A common urban legend holds that people eat eight spiders a year while sleeping. Anyone who shares the house with the occasional spider might have wondered how many spiders they eat per year.
Evidence of spider-like creatures dates back more than 300 million years, and it is difficult to believe that spiders would have survived this long if they made poor decisions such as crawling into human mouths.
The claim that humans regularly swallow spiders during sleep is a myth. That said, there is a good chance most people have unknowingly swallowed small spider parts when eating, as many countries allow a certain percentage of arthropod parts in processed food. Some cultures also include spiders in their diet.
We examine the physiology of human sleep and the behavior of spiders to illustrate why this statistic is unlikely to be true.
How Many Spiders Do You Eat in Your Sleep?

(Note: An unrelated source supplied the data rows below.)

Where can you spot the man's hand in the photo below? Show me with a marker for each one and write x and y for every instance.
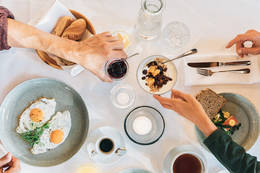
(94, 52)
(187, 106)
(240, 39)
(9, 164)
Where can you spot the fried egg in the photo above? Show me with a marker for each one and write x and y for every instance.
(36, 115)
(55, 135)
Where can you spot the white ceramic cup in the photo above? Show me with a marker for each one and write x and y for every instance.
(178, 151)
(93, 146)
(116, 150)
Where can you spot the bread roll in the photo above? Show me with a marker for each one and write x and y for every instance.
(76, 30)
(87, 34)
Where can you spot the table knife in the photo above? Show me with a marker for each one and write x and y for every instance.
(218, 64)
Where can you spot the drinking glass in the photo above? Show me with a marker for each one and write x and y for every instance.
(149, 21)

So far, scientific studies have not confirmed that people eat any spiders at all during sleep. Although it is not impossible for a spider to crawl into a person’s mouth while they are sleeping, there are multiple reasons why this is highly unlikely.
Busting the Myth of Swallowing Spiders in Your Sleep
It is safe to say that humans would like to avoid eating spiders in their sleep, but spiders would also prefer not to be swallowed. Experts know a lot about how spiders behave, and their insights may reassure people who are worried about spiders at night.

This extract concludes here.